We recently built a feature in elluminate that auto-generates these test cases. You describe a behavioral requirement, and the generator creates inputs designed to probe whether the system actually follows it. When we ran our first experiment, every system passed every test. 100% across the board.
We pulled up a few test cases to check. One requirement said the system should handle ambiguous user requests by asking clarifying questions. The generated test input was: "Can you help me with something?" Of course the system asked a polite follow-up. Test passed. But a real user might write "fix my code" with no context, or paste a wall of text with three different questions buried in it. The 100% didn't mean our systems were perfect. It meant our tests were too easy.

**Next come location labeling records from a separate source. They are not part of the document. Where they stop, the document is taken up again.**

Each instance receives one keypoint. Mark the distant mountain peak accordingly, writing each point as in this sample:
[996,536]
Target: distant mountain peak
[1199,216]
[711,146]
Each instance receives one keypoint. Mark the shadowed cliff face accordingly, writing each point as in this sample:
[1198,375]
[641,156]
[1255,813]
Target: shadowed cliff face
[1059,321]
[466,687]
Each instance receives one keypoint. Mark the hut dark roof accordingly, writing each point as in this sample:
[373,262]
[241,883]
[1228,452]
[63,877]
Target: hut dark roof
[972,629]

An 85% pass rate where you can see exactly which edge cases trip up which models is infinitely more useful than 100% that tells you nothing. The point is not a lower number, but tests that surface real behavioral differences between systems so we can make informed decisions about which model to use, which prompt to ship, and where the system still has gaps.

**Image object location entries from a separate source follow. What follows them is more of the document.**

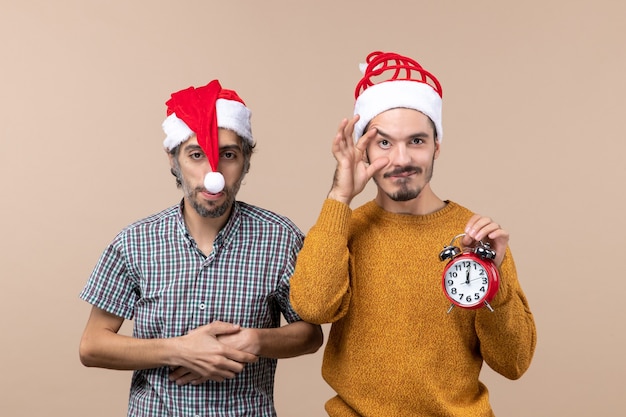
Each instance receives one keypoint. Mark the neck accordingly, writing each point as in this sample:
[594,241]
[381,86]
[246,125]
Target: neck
[203,229]
[425,203]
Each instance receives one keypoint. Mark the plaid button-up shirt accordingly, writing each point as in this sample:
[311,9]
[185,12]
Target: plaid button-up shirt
[154,274]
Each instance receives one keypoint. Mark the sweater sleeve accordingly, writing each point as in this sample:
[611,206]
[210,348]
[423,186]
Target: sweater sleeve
[507,335]
[320,286]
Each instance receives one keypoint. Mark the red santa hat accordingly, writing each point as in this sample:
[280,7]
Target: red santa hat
[201,111]
[391,81]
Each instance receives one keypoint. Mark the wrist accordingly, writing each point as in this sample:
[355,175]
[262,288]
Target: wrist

We iterated through a dozen prompt variations and brought our pass rate from a meaningless 100% down to a realistic 85% where actual limitations started surfacing. What made this fast was working through elluminate's MCP server. Instead of bouncing between browser tabs, spreadsheets, and our code editor, we stayed in one conversation while the assistant handled the mechanics of running experiments and fetching results.
This post shares what that workflow looked like and why it worked well for us.
The Setup
elluminate exposes its full evaluation platform through an MCP server, a standard that lets AI assistants interact directly with external tools. A coding assistant can create experiments, fetch results, and drill into individual test cases without leaving the conversation.
We'd been using the elluminate UI for evaluation work, which is great for exploring results visually. But for rapid iteration on prompt changes, the context-switching was slowing us down:
- Make changes in your code editor
- Switch to the evaluation platform
- Configure experiment parameters
- Navigate through the UI to find failure details
- Copy relevant information somewhere useful
- Switch back to your code editor
Connecting to elluminate's MCP server let us stay in one place.
What the Session Looked Like
With the MCP connection, our loop became:
- Make changes to the generation prompt
- Ask the assistant to run experiments via elluminate
- Review results in the same conversation
- Repeat
Staying in one context was the key difference. When we spotted a pattern in the results, we could act on it immediately without switching tabs or losing our train of thought. Here's how that played out in practice. We were trying to improve the test generation prompts, making them produce tests that would genuinely challenge the systems being evaluated rather than softballs they'd always pass.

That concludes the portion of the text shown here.